Experiments are conducted on three fronts: (1) synthetic 2‑D semantic maps with randomly blocked roads, (2) 3‑D maps derived from OpenStreetMap that include elevation and building geometry, and (3) real‑world trials on a Boston Dynamics Spot quadruped navigating a university campus. Baselines include Minimum Violation Planning, Minimum Constraint Removal, cost‑based A* planners, and end‑to‑end policy networks. Evaluation metrics are Human‑Likeness Score (edit distance to human trajectories), path length ratio, hard‑constraint violation count, and computation time. SuReNav achieves the highest Human‑Likeness (≈12 % improvement over the best baseline), zero hard‑constraint violations, and a 5–10 % reduction in path length while maintaining real‑time performance (<30 ms per planning step).

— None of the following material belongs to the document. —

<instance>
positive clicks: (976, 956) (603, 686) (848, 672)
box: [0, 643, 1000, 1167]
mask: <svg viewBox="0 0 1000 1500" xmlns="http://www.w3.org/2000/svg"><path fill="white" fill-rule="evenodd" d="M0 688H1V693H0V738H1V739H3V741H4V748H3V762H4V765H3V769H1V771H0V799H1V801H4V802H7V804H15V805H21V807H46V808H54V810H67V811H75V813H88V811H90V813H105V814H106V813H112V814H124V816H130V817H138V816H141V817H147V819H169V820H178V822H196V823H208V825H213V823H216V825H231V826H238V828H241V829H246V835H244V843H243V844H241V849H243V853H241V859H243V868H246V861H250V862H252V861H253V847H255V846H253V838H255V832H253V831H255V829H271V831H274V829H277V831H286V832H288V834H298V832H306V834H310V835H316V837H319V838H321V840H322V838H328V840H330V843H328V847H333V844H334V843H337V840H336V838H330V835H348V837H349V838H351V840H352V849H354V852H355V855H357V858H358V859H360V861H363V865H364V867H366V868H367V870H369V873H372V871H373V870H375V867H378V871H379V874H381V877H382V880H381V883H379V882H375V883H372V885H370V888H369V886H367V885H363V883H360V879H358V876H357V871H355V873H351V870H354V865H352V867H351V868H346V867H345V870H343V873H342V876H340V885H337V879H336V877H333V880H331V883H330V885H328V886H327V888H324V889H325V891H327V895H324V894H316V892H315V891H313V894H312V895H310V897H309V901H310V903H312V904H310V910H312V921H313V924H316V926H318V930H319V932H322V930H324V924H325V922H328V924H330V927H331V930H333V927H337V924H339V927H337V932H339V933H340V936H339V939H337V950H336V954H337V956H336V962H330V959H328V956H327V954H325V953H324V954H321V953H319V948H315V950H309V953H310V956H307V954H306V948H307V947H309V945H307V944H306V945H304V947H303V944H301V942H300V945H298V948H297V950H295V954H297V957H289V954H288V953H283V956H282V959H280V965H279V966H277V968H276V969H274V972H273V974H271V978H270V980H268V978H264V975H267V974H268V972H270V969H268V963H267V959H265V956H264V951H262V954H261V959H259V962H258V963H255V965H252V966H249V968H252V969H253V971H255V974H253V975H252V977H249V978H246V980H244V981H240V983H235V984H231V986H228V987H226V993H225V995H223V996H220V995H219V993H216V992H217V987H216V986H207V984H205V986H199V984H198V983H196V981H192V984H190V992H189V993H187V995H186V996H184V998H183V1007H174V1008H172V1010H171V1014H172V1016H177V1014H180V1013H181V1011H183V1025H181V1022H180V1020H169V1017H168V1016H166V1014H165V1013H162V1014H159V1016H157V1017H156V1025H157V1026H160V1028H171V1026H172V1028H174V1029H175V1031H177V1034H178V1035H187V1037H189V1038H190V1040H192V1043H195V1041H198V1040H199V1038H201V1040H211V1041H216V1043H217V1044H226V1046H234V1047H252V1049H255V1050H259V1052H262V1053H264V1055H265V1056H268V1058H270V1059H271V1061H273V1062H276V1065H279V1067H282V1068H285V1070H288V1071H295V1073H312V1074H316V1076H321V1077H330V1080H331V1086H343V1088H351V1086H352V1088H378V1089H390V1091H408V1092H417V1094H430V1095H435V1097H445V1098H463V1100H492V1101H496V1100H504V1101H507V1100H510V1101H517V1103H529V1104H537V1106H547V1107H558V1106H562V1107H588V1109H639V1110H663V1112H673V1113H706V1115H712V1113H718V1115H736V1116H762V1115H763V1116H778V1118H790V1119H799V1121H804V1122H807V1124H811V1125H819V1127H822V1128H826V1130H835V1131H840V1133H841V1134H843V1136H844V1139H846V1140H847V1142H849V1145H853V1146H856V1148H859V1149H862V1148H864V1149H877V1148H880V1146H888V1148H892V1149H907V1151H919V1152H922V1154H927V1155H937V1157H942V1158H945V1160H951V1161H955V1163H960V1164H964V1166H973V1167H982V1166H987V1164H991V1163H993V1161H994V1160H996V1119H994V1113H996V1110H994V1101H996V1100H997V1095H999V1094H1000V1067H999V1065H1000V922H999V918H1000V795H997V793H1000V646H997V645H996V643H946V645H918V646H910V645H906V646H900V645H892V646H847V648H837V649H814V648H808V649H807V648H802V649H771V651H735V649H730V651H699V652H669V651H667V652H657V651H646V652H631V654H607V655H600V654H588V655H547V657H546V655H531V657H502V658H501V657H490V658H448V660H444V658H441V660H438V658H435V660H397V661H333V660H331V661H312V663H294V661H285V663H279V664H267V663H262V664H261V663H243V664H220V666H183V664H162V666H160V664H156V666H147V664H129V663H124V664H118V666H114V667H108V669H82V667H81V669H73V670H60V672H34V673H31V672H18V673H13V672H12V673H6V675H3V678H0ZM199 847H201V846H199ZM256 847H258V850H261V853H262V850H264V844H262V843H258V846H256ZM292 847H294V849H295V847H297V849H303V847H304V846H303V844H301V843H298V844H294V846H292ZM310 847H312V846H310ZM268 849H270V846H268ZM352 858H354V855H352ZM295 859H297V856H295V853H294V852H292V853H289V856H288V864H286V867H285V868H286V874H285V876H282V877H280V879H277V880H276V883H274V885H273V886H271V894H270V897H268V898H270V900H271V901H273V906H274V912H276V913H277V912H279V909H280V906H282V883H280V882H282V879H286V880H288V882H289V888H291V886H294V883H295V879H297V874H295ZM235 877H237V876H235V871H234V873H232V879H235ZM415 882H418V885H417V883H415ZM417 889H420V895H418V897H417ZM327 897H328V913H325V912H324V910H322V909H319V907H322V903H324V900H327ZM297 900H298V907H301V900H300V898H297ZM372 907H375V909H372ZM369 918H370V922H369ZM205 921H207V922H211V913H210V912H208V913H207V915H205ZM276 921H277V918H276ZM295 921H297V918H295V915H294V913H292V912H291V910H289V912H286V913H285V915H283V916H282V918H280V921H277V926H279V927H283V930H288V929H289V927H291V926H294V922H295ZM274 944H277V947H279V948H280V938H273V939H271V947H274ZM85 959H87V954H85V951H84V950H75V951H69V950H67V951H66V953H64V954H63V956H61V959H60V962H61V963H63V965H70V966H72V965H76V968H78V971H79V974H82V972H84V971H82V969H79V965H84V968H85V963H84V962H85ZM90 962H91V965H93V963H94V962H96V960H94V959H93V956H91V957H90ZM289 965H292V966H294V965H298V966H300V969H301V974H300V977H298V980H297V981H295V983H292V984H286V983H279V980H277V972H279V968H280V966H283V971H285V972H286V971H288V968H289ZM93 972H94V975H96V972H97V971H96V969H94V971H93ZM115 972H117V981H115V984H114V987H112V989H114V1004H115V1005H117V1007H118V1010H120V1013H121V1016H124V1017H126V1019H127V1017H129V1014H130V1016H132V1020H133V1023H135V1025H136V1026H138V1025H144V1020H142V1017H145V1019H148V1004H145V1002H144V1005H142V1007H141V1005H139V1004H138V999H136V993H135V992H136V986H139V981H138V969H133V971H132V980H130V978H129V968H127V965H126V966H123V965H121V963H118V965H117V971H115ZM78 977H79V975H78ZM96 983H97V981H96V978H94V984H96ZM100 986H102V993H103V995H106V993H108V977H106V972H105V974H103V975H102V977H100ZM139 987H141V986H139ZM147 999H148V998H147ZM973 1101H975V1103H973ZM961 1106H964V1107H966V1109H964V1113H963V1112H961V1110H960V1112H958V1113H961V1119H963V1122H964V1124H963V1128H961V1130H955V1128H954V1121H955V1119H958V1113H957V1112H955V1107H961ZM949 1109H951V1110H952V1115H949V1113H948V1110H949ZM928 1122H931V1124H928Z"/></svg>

The method is robust to variations in superpixel granularity (200–800 nodes) and GNN depth, indicating stable behavior.

Key contributions are: (i) formalizing a constrained‑region relaxation problem for semi‑static navigation, (ii) introducing a superpixel‑graph representation that captures spatial continuity and semantic consistency, (iii) a joint GNN‑A* learning framework that derives relaxation costs directly from human demonstrations, and (iv) extensive validation in simulation and on a real quadruped robot, demonstrating scalability and generalization.

Limitations include dependence on the quality of superpixel segmentation (over‑coarse regions may hide fine‑grained constraints), the need for sufficient human demonstration data for each new environment, and the current focus on 2‑D semantic layers (elevation or 3‑D structural constraints are only indirectly handled). Future work is suggested to integrate multi‑modal sensors (LiDAR, depth cameras), extend the graph to 3‑D volumetric supervoxels, and incorporate online reinforcement learning for continual adaptation in highly dynamic urban settings.